I have always disliked Mother's Day. I suppose I was excited back in grade school when I made something special for my mother and grandmother. I saved a card I made for Grandma Ball that stated she was the "Greatest Grandmoth of All". Funny I didn't notice the typo then but now it is glaring.....
I do remember bringing a little Petunia home from church for my mother. I was pretty proud of that little drooping flower. Hope it made her smile.

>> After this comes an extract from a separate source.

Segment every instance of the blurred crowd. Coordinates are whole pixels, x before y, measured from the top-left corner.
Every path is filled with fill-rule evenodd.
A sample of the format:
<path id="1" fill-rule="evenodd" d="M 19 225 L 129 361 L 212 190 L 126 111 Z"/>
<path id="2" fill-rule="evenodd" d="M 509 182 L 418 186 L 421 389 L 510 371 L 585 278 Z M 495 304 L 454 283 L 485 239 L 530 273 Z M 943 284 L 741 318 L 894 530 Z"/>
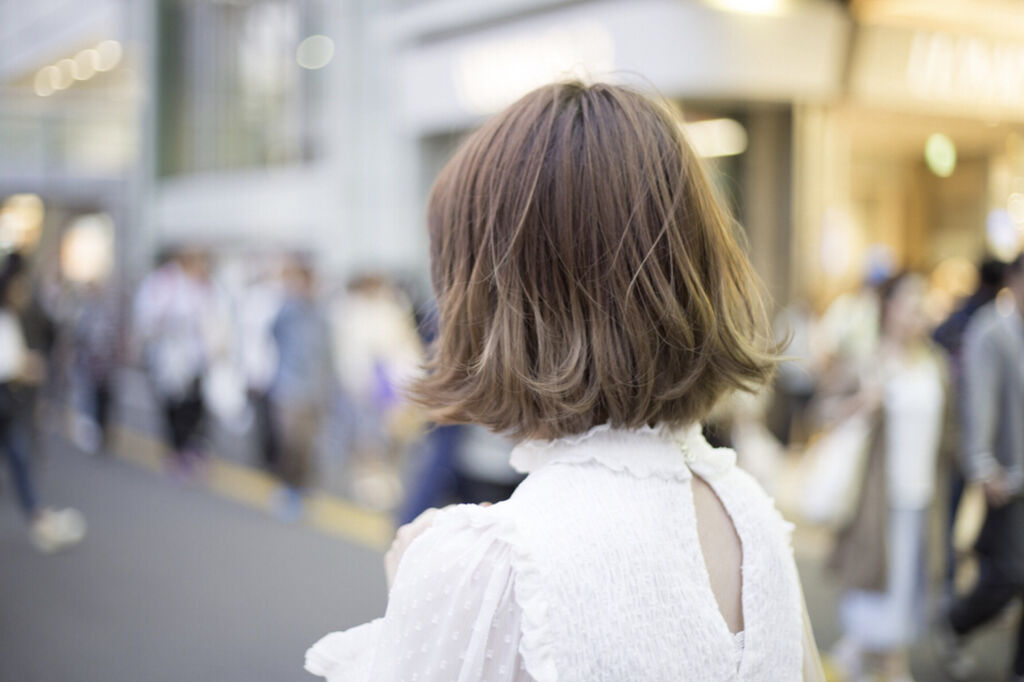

Actually I dreaded Mother's Day long before my mother passed away. It seemed to happen every year that some well-meaning lady at our church would call my mother and let her know that she had invited me to the Mother Daughter Banquet and that I had told her that I didn't want to go. It made me sad to go with someone else's mother. I wanted my mother to be able to take me places. I didn't want to go with any other woman no matter how well-intentioned she might be. And then of course, my mom would apologize for me and accept the invitation and then tell me what time my "new mom" would be picking me up. Truthfully I don't think my mother realized how sad it made me. I think she was thinking like an adult and didn't want to hurt any one's feelings. Sometimes it would be a Sunday School teacher that had never married and had no children. Sometimes it would be a woman that had no daughters only sons. It didn't matter to me. I didn't want to go.
But I did go. And I was polite. And I was sad.